The difference between a corn burning furnace and a corn burning stove is a blower. A corn stove radiates heat into the room it is in, the corn furnace is designed for Central Heating, it is designed to have the heat ducted from room to room. To this end, a corn furnace has a jacket surrounding the burning chamber and a blower which blows air over this exchanger. This air is then collected and mixed in a large sheet metal box, called a plenum, which is fabricated and installed on top of the furnace. Ducts are tapped into this box and the heated air is distributed to each room. However much air is distributed must also be brought back, this is called the return system.

The amount of air is determined by the size of the blower motor, the size of the ducts and the amount of BTU produced by the furnace. Designing a system for a corn burning furnace is the same as any fossil fuel system. A room by room heat loss, followed by a duct layout.

The benefits of a corn furnace over a corn stove, aside from complete distribution, are the accessories which can also be installed. The same accessories for any warm air type system can be used in the ducted corn burning system. This includes central air conditioning, high performance air filters, bypass humidifiers, electronic air cleaners, UV light air purifiers, etc.
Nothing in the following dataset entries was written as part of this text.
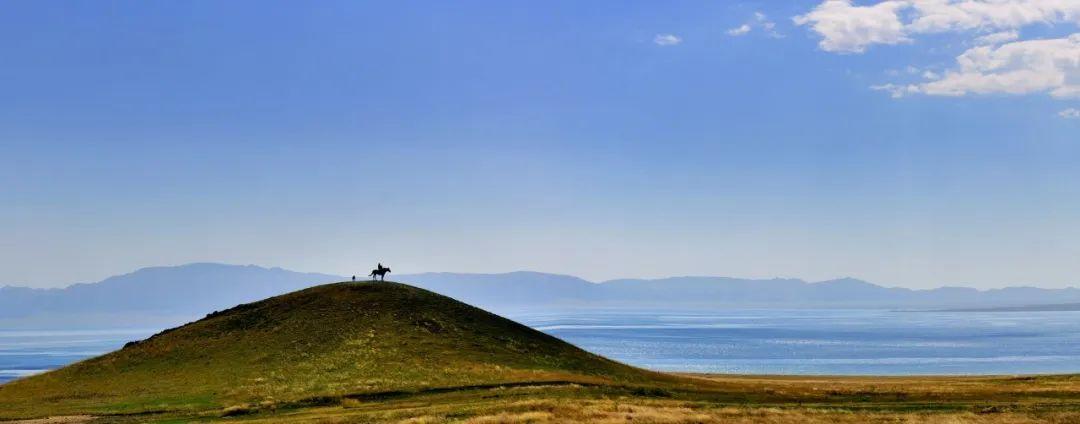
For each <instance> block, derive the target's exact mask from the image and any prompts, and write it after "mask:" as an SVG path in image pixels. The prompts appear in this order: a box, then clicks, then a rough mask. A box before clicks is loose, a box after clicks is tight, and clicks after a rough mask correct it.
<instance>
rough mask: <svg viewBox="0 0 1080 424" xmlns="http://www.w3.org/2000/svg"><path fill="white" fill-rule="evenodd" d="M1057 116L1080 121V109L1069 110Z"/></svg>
mask: <svg viewBox="0 0 1080 424" xmlns="http://www.w3.org/2000/svg"><path fill="white" fill-rule="evenodd" d="M1057 115H1058V117H1062V118H1064V119H1067V120H1080V109H1077V108H1068V109H1065V110H1063V111H1061V112H1057Z"/></svg>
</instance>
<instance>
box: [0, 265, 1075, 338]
mask: <svg viewBox="0 0 1080 424" xmlns="http://www.w3.org/2000/svg"><path fill="white" fill-rule="evenodd" d="M343 279H348V278H346V277H343V276H338V275H332V274H322V273H301V272H294V271H288V270H284V269H281V268H264V266H258V265H232V264H222V263H212V262H199V263H191V264H184V265H175V266H149V268H144V269H140V270H136V271H134V272H131V273H126V274H122V275H117V276H112V277H109V278H105V279H103V281H100V282H97V283H80V284H75V285H71V286H68V287H65V288H42V289H37V288H26V287H14V286H4V287H0V328H106V327H116V326H117V324H118V323H119V324H121V325H122V327H130V326H133V325H136V324H138V325H143V326H145V327H162V326H167V325H174V324H176V323H178V322H183V320H185V319H188V318H193V317H197V316H200V314H201V313H203V311H213V310H220V309H222V307H228V306H229V305H232V304H238V303H246V302H251V301H255V300H258V299H262V298H267V297H270V296H275V295H280V293H283V292H288V291H292V290H296V289H299V288H302V287H307V286H310V285H311V284H315V283H329V282H336V281H343ZM394 279H397V281H402V282H407V283H409V284H414V285H416V286H418V287H422V288H426V289H429V290H432V291H435V292H440V293H443V295H446V296H449V297H451V298H455V299H458V300H461V301H464V302H467V303H470V304H474V305H477V306H481V307H484V309H487V310H490V311H494V312H497V313H500V314H504V315H507V314H509V315H513V314H514V313H516V312H522V311H529V310H538V309H540V310H544V311H555V310H558V309H582V307H591V309H669V310H684V309H685V310H701V309H715V307H885V309H896V307H900V309H972V307H975V309H978V307H999V306H1029V305H1036V304H1050V303H1069V302H1080V289H1077V288H1072V287H1070V288H1062V289H1043V288H1037V287H1030V286H1020V287H1008V288H998V289H985V290H980V289H975V288H970V287H955V286H945V287H940V288H935V289H908V288H902V287H883V286H879V285H875V284H873V283H868V282H865V281H862V279H859V278H852V277H842V278H835V279H828V281H822V282H807V281H804V279H799V278H768V279H747V278H734V277H715V276H675V277H666V278H653V279H645V278H618V279H609V281H605V282H599V283H594V282H590V281H586V279H583V278H580V277H576V276H572V275H562V274H549V273H541V272H535V271H516V272H509V273H498V274H477V273H450V272H433V273H418V274H404V275H395V276H394ZM133 317H137V318H133Z"/></svg>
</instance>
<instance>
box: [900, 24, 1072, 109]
mask: <svg viewBox="0 0 1080 424" xmlns="http://www.w3.org/2000/svg"><path fill="white" fill-rule="evenodd" d="M956 61H957V66H956V68H954V69H951V70H948V71H946V72H945V74H943V76H942V77H941V79H937V80H935V81H930V82H926V83H921V84H917V85H916V88H915V90H914V91H913V92H915V93H921V94H928V95H934V96H962V95H966V94H995V93H1004V94H1030V93H1049V94H1050V95H1051V96H1054V97H1059V98H1066V97H1080V33H1075V35H1072V36H1070V37H1068V38H1059V39H1047V40H1027V41H1014V42H1011V43H1005V44H1001V45H999V46H994V45H983V46H977V47H973V49H970V50H968V51H967V52H964V53H963V54H961V55H960V56H959V57H957V59H956Z"/></svg>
The secret to having this system function well is the determination of how many CFM, cubic feet per minute, of air will be flowing thru the ducts.

If the BTU input of the furnace is 100,000 BTU, and the output is 80,000 BTU, then a 1000 cfm would be a good CFM number to work with. This would allow for up to 2 ½ tons of air conditioning to be installed.

A good corn furnace has a hopper mounted alongside to automatically feed the fuel into the burn chamber. This hopper should be controlled by a thermostat, which raises or lower heat demands and correspondingly raises or lowers the amount of fuel fed into the burner.

Experience with wood furnaces has proven that cooling coils mounted on the supply or hot side of the ductwork, can be damaged by excessive heat should a power outage occur.

(A wood or corn fire keeps burning whereas a gas or oil furnace shuts off)

If frequent power outages occur in your area, it might be a good idea to install the air conditioning coil on the return side of the system.